The little eunuch now took his leave. Xi-feng sent someone to carry the money for him as far as the main gate.
‘These people really are a pest!’ said Jia Lian emerging from his hiding-place. ‘There seems to be no end to their borrowing.’
‘Just as I’d been telling you about my dream,’ said Xi-feng. ‘Talk of the devil!’
‘Yesterday it was Chamberlain Zhou,’ said Jia Lian. ‘The first thing he said when he opened his mouth was could I lend him a thousand taels. Because I hesitated a bit before saying yes, he started looking huffy. I can see us making any number of enemies this way. What we need right now is a windfall of forty or fifty thousand taels!’
Patience came in to help Xi-feng wash and change preparatory to going over to wait on Grandmother Jia at dinner
. Jia Lian went off to his outside study. He had barely got there when Lin Zhi-xiao came hurrying in, evidently bursting with some news. When Jia Lian asked him what it was, he said that Jia Yu-cun had been demoted.
‘I don’t know what it was for,’ he said. ‘It may not be true, in any case.’
‘Even if it’s not,’ said Jia Lian, ‘he’s sure to get thrown out of that job sooner or later. We’d be well advised to have as little to do with him as possible.’
‘I’m sure you’re right, sir,’ said Lin Zhi-xiao. ‘But that’s easier said than done. Sir She is on very good terms with him, and Sir Zheng likes him. Everyone knows that he is a regular visitor here.’
‘Well, I suppose as long as we don’t get involved in any of his schemes it shouldn’t matter,’ said Jia Lian. ‘You’d better go and make some more inquiries. Find out if he really has been demoted, and if so, what for.’
Lin Zhi-xiao said he would do so, but showed no inclination to leave. Instead he sat down in a chair and began talking to Jia Lian about this and that. Presently they got on to the subject of the household’s financial difficulties. Lin Zhi-xiao took the opportunity of airing his own idea of a solution.
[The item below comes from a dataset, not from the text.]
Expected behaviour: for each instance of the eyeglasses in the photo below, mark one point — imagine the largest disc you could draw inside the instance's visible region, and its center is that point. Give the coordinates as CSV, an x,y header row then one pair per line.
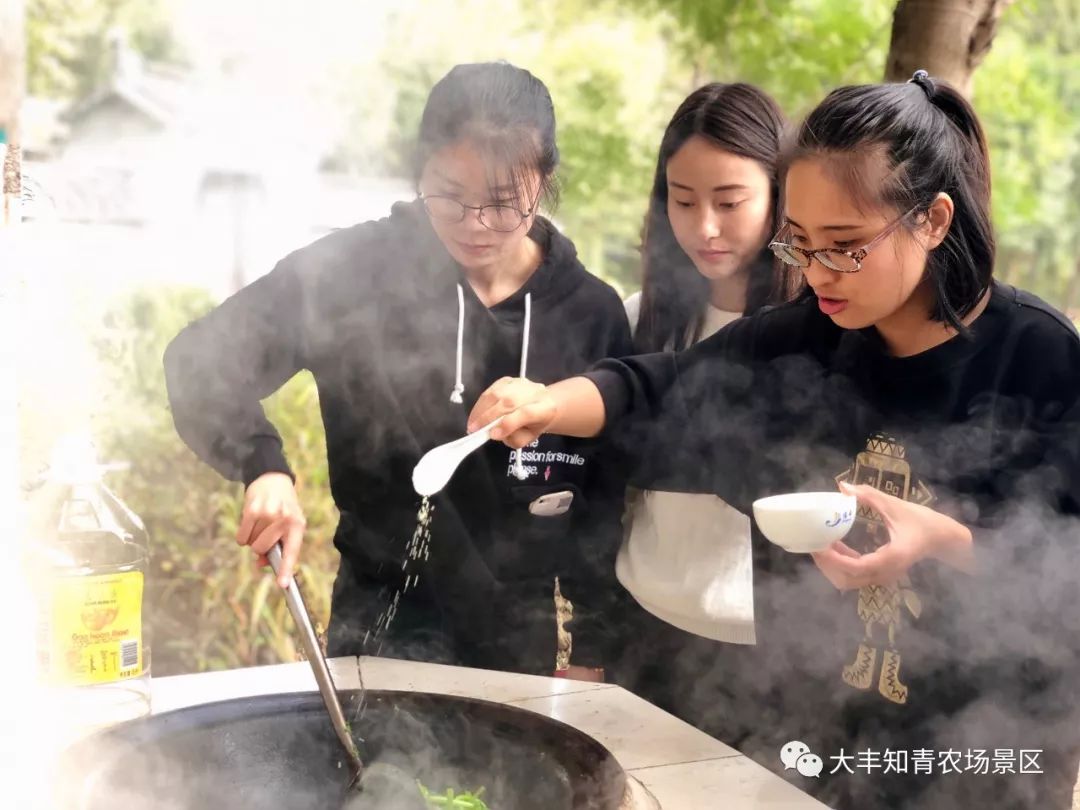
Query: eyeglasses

‘We’ve got too big a staff,’ he said. ‘We ought to pick a day when there’s no other business on hand and ask Her Old Ladyship and Sir Zheng if we can’t give some of those older servants who are a bit past it now an honourable discharge. It would be a kindness to them, because they’ve all got little jobs of their own to fall back on, and it would mean a big saving for us in the amount we have to spend every year on wages and keep. And there’s another thing: there are far too many maids. As the proverb says, “The times get worse but never better.” It’s no good trying to live in the style we used to keep up twenty or thirty years ago. If every apartment which in the past used to employ eight girls were now to employ six and those which used to employ four girls were to make do with two; the saving in wages and keep would be enormous. Most of those girls are in any case old enough now to be married. If we pair them off now with our boys, before we know where we are they will be breeding new servants for us.’